Interestingly, the economic divide is also arguably even more consistent on the question of whether or not the federal government should do more to protect morality. One could contend, for example, that Grant’s graph adds weight to studies positing that wealthier people tend to gravitate towards looser moral standards. As mentioned, historically black churches and conservative evangelical denominations both have high percentages of churchgoers who earn less money than the national average, and both groups sit almost entirely on the half of the graph that calls for a greater protection of morality. But groups with high income rates — Buddhists, Unitarians, non-conservative Jews, the religiously unaffiliated (listed here as “nothing in particular”), and Mainline protestants — all lean towards a hypothetical administration that does less to reinforce moral codes. But this “the rich hate morals” argument gets muddled pretty quickly: Mainline protestant denominations are relatively wealthy, but they are also decidedly more liberal than evangelicals on social issues such as homosexuality. As such, it’s possible that these progressively-minded respondents conflate the idea of “protecting morality” with harmful policies that restrict the rights of LGBT people.
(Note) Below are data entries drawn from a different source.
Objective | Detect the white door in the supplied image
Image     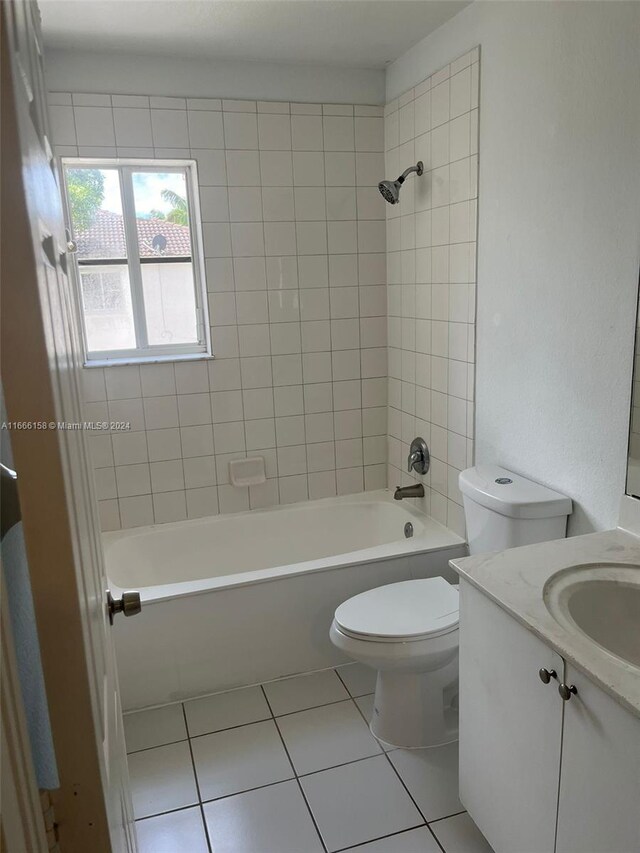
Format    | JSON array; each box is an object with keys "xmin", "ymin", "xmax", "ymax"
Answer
[
  {"xmin": 458, "ymin": 582, "xmax": 564, "ymax": 853},
  {"xmin": 1, "ymin": 2, "xmax": 136, "ymax": 850},
  {"xmin": 555, "ymin": 664, "xmax": 640, "ymax": 853}
]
The notable outlier on the morality question is the Church of Jesus Christ of Latter Day Saints (LDS), or Mormons, who live pretty comfortably as a people yet fervently support a more morally-minded administration. There are a number of possible explanations for this, but one could be that the top-down style of the LDS church simply has an unusually deep impact the lives of Mormons. Three scholars actually explored this phenomenon in a new book about the church, highlighting how Mormons are now one of the most “politically cohesive” groups in the country. This “theological impact” argument could also explain another odd division within the Jewish community that shows up in Grant’s chart: Adherents to Judaism fair relatively well economically across the board, but Conservative and Orthodox Jews seem to prefer a government that does more to protect morality. More liberal Jews, on the other hand, deeply support leadership that does less to protect moral standards.
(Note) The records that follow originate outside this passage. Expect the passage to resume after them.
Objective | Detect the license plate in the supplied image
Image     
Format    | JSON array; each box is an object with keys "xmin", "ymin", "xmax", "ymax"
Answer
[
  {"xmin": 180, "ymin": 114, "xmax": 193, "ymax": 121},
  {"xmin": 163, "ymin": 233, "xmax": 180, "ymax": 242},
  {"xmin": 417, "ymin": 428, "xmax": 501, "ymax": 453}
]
Grant’s graph also exposes some possible disconnects between the professed beliefs of religious institutions and the opinions of those in their pews. For example, according to the chart, virtually all Mainline protestant denominations are firmly situated in the “smaller government, less services” side of the ideological spectrum. Yet Mainline protestant denominational heads have repeatedly and passionately claimed to be members of the “Circle of Protection,” an ecumenical effort to safeguard social services that help poorer Americans. The same is true for Catholics: Catholic leaders have lobbied fiercely for both social programs (such as food stamps) and against policies they see as morally abhorrent (such as contraception), yet Pew’s data and Grant’s chart shows the average Catholic as roughly centrist on these questions.
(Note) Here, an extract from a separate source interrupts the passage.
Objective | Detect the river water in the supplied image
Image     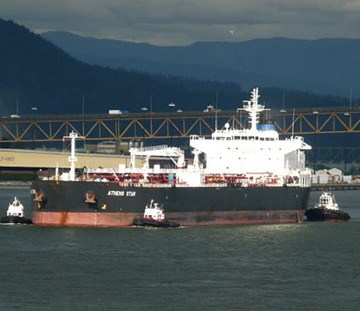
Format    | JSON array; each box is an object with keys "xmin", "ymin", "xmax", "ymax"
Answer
[{"xmin": 0, "ymin": 187, "xmax": 359, "ymax": 310}]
So does where you go to church dictate your politics? Well, sort of. Regarding the two issues discussed above, the data hints that a voter’s religious affiliation is a strong indicator of their political beliefs, but it’s not totally clear whether religious teachings are the main force shaping those political beliefs. A longer analysis of history, theology, and actual voting patterns of parishioners would be required to get a more accurate picture of what’s going on here. However, it is clear that your wallet can say a lot about what kind of faith community you might attend. How you respond to the teachings of your church once you get there — and whether you’re self-selecting a religious community based off of your income bracket — is still mostly up to you.